In the joint coding implementation, the input analog signal is first converted by an ADC into digital values. The values then pass through the encoding to determine the voltage to be applied to the PCM. As in the separate case, under the joint coding scheme each PCM cell can store 2 bits. However, in this case, as error correction is built in to the encoding and decoding functions, we do not require redundant, error-correcting bits. Therefore, one device is adequate to store one input sample (i.e. code rate = 1). The PCM is then read by an ADC of the same precision as the input ADC. The resulting values are transformed by the decoding function and finally converted back to an estimate of the analog signal by a DAC. Under such scheme, the energy efficiency is highly dependent on the required bit-precision of ADC/DACs. We used the ADC/DAC survey from60 and found that the energy per conversion (at 28 nm) scales roughly exponentially with the effective number of bits (Fig. M1). Therefore, the joint coding implementation offers more benefit when the required ADC/DAC precision is low (Fig. M2).

As the input signal has only 1.56 bits per/sample, a 4-bit ADC/DAC suffices for the joint coding scheme. If the input samples contained more information, a higher precision ADC/DAC would be required, eventually reaching the point where the separate scheme outperformed the joint. This is an experimental demonstration of the principle laid out by Rahul Sarpeshkar in61, namely that analog computation is efficient at low-precision, while digital becomes efficient at high-precision. Thus, analog representations are best in this case when the required precision is low to moderate (precisely the kinds of scenarios where the majority of the analog data being produced is used – e.g. human or statistical machine inference).

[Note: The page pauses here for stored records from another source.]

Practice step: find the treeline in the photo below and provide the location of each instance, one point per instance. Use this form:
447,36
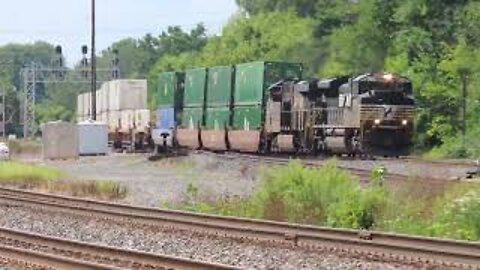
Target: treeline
433,42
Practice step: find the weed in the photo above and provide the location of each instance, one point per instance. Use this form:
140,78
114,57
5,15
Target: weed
26,174
331,196
50,179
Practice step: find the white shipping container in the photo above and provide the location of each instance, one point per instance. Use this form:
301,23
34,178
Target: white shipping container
60,140
92,138
99,106
127,95
104,117
127,120
104,97
142,120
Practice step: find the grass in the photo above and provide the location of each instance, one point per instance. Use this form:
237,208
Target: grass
49,179
25,174
19,147
329,196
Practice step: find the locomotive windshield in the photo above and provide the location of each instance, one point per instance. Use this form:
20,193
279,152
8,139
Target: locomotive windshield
386,85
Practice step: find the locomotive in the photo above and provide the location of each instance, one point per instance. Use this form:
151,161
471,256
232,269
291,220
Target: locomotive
266,107
368,114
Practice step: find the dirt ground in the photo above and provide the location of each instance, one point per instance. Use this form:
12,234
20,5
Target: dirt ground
151,183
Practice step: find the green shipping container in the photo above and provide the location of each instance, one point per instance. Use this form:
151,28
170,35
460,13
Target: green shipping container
247,117
170,90
195,87
220,86
217,117
192,118
252,79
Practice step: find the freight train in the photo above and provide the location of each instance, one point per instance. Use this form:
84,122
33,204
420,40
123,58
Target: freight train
122,106
266,107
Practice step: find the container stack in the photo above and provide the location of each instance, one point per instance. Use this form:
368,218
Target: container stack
121,104
194,98
218,98
169,100
251,83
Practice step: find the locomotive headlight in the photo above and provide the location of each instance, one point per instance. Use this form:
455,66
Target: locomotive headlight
388,77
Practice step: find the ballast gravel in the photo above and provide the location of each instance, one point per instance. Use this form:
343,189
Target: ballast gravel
184,244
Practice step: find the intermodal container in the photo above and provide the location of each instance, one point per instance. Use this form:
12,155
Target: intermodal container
247,117
217,117
220,86
192,118
127,95
195,87
170,89
252,80
165,118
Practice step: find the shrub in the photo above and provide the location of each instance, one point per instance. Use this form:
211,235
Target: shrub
325,195
457,214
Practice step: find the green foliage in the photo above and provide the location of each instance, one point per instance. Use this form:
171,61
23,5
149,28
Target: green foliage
329,196
326,196
457,214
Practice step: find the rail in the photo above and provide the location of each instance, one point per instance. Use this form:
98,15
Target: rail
426,250
29,248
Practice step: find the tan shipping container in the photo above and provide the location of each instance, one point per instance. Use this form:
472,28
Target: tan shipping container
142,120
114,120
127,95
127,120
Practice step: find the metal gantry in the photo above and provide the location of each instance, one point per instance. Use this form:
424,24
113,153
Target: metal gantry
3,117
34,74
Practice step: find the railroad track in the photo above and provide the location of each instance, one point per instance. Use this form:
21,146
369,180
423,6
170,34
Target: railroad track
362,174
426,251
55,253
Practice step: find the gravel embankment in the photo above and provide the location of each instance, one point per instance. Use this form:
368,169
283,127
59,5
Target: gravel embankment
182,244
152,183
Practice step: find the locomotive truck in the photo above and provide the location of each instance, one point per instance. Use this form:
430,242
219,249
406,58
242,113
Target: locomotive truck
267,107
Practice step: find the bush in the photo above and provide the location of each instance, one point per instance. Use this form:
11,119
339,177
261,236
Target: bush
331,196
294,193
457,214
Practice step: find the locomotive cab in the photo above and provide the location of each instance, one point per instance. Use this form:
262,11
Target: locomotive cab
386,113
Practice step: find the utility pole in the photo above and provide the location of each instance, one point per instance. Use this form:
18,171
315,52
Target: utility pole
94,67
464,105
2,112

On a final note, as we are trying to make a comparison between analog and digital strategies, implementing the analog version using ADC/DAC might seem inappropriate. However, this can actually be seen as a sort of easily implementable “intermediate” between fully analog and fully digital, as this scheme is using the analog coding strategy – namely, the functions learned for encoding/decoding – but digitizing it for easy implementation with existing technology. That being said, a faithful analog implementation would perform even better than what we have presented here as it would remove the need for ADC/DAC. Specifically, this analysis could have been done by building custom op-amps to truly implement the analog functions. But this would have required extensive work (likely necessitating an additional paper for characterization and construction details) as comparatively less time has been spent on optimizing analog electronics due to the ubiquity of digital hardware.